Building digital software that is distributed on mass scale comes with layers of complexity, some that can cause failure, some that cause disruption.
While we can’t control or avoid failures in engineering, we can control the impact radius of the failure and optimise the time to recover and restore the systems. How? Purposefully trying out as many failures as possible to test your confidence in the system’s resilience.
Chaos testing is key to our engineering practices at Paddle, so we wanted to share some of the best practices we use, the experiences we’ve had, and why chaos testing should form part of your routine practices.
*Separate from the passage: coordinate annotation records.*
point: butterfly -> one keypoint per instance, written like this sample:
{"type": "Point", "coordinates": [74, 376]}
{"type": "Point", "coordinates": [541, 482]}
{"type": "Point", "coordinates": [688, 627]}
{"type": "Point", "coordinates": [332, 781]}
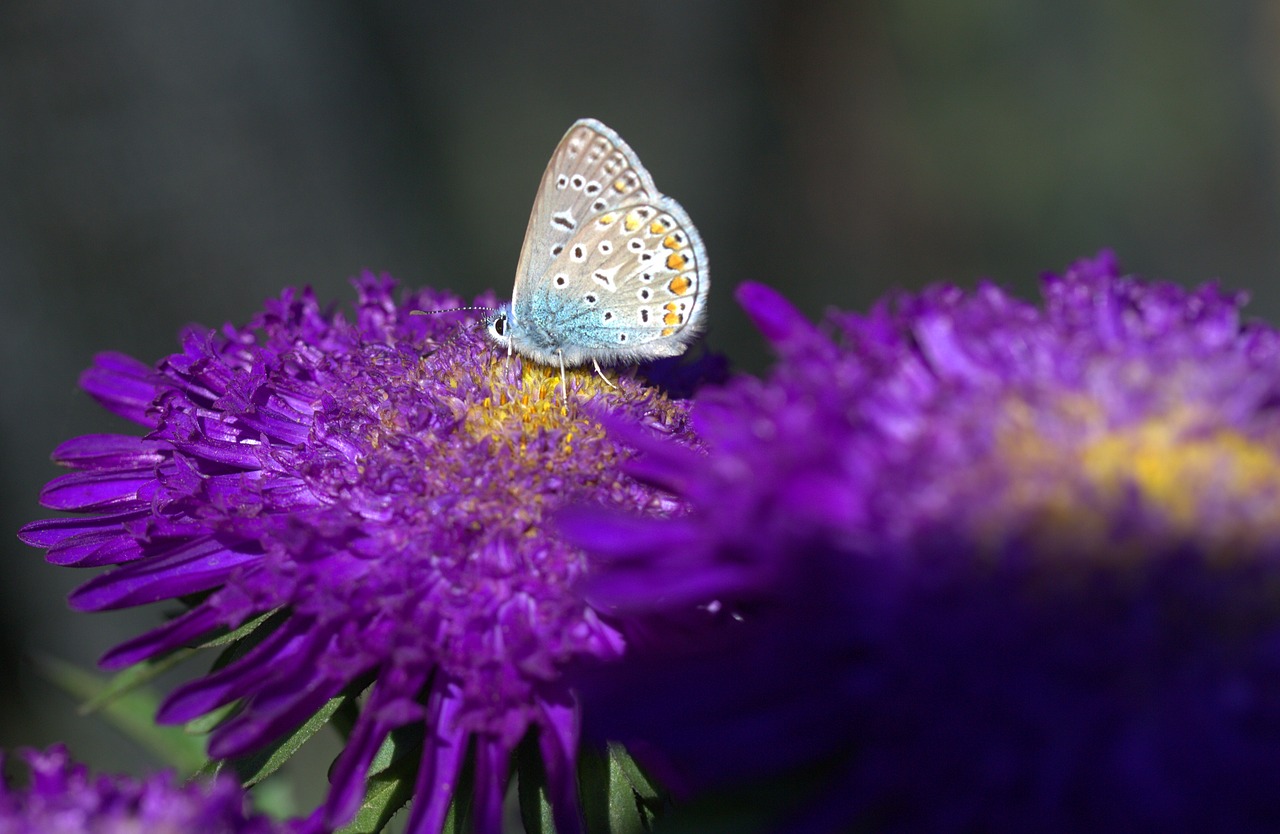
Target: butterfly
{"type": "Point", "coordinates": [611, 271]}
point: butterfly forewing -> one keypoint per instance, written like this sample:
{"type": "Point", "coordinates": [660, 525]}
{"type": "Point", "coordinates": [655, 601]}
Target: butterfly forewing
{"type": "Point", "coordinates": [631, 276]}
{"type": "Point", "coordinates": [590, 173]}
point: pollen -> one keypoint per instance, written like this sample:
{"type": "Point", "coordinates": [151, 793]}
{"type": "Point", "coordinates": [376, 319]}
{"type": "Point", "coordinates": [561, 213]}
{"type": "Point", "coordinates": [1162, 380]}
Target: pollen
{"type": "Point", "coordinates": [1205, 482]}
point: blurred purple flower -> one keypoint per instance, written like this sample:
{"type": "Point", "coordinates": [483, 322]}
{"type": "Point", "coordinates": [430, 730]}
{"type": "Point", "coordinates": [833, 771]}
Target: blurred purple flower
{"type": "Point", "coordinates": [63, 798]}
{"type": "Point", "coordinates": [380, 485]}
{"type": "Point", "coordinates": [964, 564]}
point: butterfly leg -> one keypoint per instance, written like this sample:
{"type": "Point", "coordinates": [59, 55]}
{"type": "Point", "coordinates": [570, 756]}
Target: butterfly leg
{"type": "Point", "coordinates": [602, 374]}
{"type": "Point", "coordinates": [563, 379]}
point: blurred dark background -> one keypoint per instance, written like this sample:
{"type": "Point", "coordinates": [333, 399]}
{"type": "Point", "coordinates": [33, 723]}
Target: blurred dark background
{"type": "Point", "coordinates": [164, 164]}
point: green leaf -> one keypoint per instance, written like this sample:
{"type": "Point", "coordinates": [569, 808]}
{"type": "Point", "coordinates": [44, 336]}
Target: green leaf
{"type": "Point", "coordinates": [142, 673]}
{"type": "Point", "coordinates": [205, 724]}
{"type": "Point", "coordinates": [245, 631]}
{"type": "Point", "coordinates": [252, 768]}
{"type": "Point", "coordinates": [384, 796]}
{"type": "Point", "coordinates": [405, 742]}
{"type": "Point", "coordinates": [649, 796]}
{"type": "Point", "coordinates": [131, 710]}
{"type": "Point", "coordinates": [608, 801]}
{"type": "Point", "coordinates": [535, 805]}
{"type": "Point", "coordinates": [132, 678]}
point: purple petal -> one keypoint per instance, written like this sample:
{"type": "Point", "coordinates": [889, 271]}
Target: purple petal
{"type": "Point", "coordinates": [442, 759]}
{"type": "Point", "coordinates": [279, 653]}
{"type": "Point", "coordinates": [109, 452]}
{"type": "Point", "coordinates": [773, 315]}
{"type": "Point", "coordinates": [259, 727]}
{"type": "Point", "coordinates": [51, 531]}
{"type": "Point", "coordinates": [558, 742]}
{"type": "Point", "coordinates": [95, 490]}
{"type": "Point", "coordinates": [492, 759]}
{"type": "Point", "coordinates": [178, 632]}
{"type": "Point", "coordinates": [96, 549]}
{"type": "Point", "coordinates": [123, 385]}
{"type": "Point", "coordinates": [188, 568]}
{"type": "Point", "coordinates": [347, 777]}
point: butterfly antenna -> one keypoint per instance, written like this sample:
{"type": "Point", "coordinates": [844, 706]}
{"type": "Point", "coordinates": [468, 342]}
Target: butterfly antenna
{"type": "Point", "coordinates": [458, 331]}
{"type": "Point", "coordinates": [432, 312]}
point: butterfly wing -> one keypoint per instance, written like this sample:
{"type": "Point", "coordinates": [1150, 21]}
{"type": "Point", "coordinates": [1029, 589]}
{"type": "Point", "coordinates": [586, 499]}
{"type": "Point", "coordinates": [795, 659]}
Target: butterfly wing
{"type": "Point", "coordinates": [592, 172]}
{"type": "Point", "coordinates": [630, 285]}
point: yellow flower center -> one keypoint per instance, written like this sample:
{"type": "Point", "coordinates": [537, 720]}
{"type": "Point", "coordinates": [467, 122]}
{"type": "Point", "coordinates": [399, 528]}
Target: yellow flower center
{"type": "Point", "coordinates": [1070, 472]}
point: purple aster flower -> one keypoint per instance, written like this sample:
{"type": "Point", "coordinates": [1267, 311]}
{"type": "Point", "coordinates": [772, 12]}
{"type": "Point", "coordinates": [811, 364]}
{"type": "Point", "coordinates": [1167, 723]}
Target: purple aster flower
{"type": "Point", "coordinates": [373, 495]}
{"type": "Point", "coordinates": [63, 798]}
{"type": "Point", "coordinates": [968, 564]}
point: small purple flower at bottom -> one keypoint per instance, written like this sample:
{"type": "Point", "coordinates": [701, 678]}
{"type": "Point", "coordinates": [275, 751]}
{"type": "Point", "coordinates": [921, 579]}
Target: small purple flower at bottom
{"type": "Point", "coordinates": [374, 494]}
{"type": "Point", "coordinates": [967, 564]}
{"type": "Point", "coordinates": [63, 798]}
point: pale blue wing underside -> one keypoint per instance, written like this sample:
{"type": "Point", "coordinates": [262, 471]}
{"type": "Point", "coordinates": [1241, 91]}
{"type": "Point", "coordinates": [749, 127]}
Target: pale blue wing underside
{"type": "Point", "coordinates": [611, 269]}
{"type": "Point", "coordinates": [590, 172]}
{"type": "Point", "coordinates": [630, 285]}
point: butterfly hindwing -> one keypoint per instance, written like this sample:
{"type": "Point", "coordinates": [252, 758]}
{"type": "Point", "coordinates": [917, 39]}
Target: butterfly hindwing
{"type": "Point", "coordinates": [630, 284]}
{"type": "Point", "coordinates": [590, 172]}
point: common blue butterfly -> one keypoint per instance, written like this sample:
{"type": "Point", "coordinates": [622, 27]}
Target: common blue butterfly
{"type": "Point", "coordinates": [611, 271]}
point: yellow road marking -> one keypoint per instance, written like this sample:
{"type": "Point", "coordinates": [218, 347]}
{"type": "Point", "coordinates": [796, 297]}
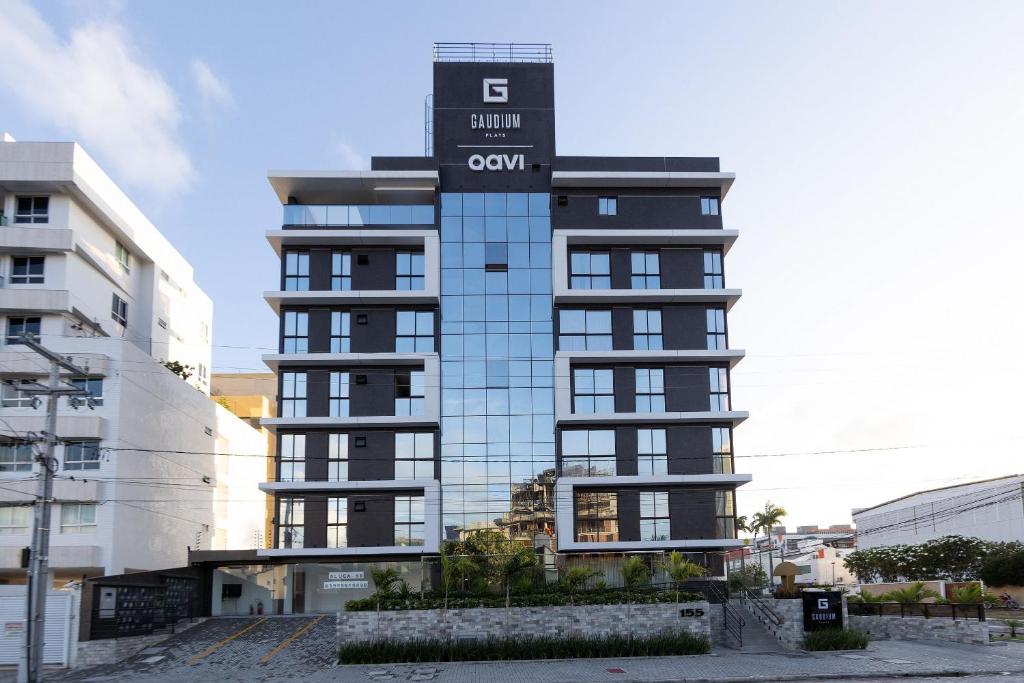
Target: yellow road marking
{"type": "Point", "coordinates": [288, 641]}
{"type": "Point", "coordinates": [213, 648]}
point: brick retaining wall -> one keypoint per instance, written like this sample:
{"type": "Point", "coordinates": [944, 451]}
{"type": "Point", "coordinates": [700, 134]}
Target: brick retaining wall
{"type": "Point", "coordinates": [483, 622]}
{"type": "Point", "coordinates": [919, 628]}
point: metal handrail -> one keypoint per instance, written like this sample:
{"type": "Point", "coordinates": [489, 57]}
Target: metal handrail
{"type": "Point", "coordinates": [762, 606]}
{"type": "Point", "coordinates": [494, 52]}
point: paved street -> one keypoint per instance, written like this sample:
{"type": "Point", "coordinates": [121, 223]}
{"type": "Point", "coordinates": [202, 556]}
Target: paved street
{"type": "Point", "coordinates": [290, 648]}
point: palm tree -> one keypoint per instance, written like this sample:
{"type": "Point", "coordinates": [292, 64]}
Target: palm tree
{"type": "Point", "coordinates": [767, 520]}
{"type": "Point", "coordinates": [681, 569]}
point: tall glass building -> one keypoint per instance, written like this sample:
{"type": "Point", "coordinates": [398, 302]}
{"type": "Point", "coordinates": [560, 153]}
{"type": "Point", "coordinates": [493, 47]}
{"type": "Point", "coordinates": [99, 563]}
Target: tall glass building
{"type": "Point", "coordinates": [493, 337]}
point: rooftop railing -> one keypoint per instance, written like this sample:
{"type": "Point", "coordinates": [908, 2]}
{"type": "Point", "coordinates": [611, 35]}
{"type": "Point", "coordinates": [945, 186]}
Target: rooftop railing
{"type": "Point", "coordinates": [349, 215]}
{"type": "Point", "coordinates": [521, 52]}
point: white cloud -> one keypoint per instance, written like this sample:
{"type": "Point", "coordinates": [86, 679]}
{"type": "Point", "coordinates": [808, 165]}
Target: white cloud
{"type": "Point", "coordinates": [350, 158]}
{"type": "Point", "coordinates": [213, 90]}
{"type": "Point", "coordinates": [95, 86]}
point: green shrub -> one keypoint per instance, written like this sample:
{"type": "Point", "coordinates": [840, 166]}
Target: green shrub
{"type": "Point", "coordinates": [836, 639]}
{"type": "Point", "coordinates": [546, 598]}
{"type": "Point", "coordinates": [527, 647]}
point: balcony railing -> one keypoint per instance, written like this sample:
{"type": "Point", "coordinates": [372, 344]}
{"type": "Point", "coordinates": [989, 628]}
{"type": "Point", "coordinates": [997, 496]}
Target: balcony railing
{"type": "Point", "coordinates": [344, 215]}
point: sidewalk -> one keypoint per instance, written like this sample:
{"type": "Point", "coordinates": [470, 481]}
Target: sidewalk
{"type": "Point", "coordinates": [883, 658]}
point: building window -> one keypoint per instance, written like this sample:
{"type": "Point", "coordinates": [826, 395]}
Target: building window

What is chaos engineering?
Chaos engineering is a practice to introduce intentionally controlled chaos into a system, with the goal of identifying weaknesses and increasing the resilience of your system.
When we have microservices, the interactions between the services might generate unexpected scenarios, even if the services are working properly. These unexpected scenarios might then generate a production issue.
The diagram below shows an example of running chaos engineering in a system with different micro-services.
Let’s imagine a system where two services depend on another one. In this case, Checkout and Invoice are two independent services that call Customer service. An example of running chaos engineering in this system would be if Customer service is not available.
During chaos engineering tests, we want to understand how Checkout and Invoice services will behave if Customer service is down.
Considerations before you get started
As an engineering team we have the responsibility to test our systems, know the behaviour of them, and increase the resilience of the production environment.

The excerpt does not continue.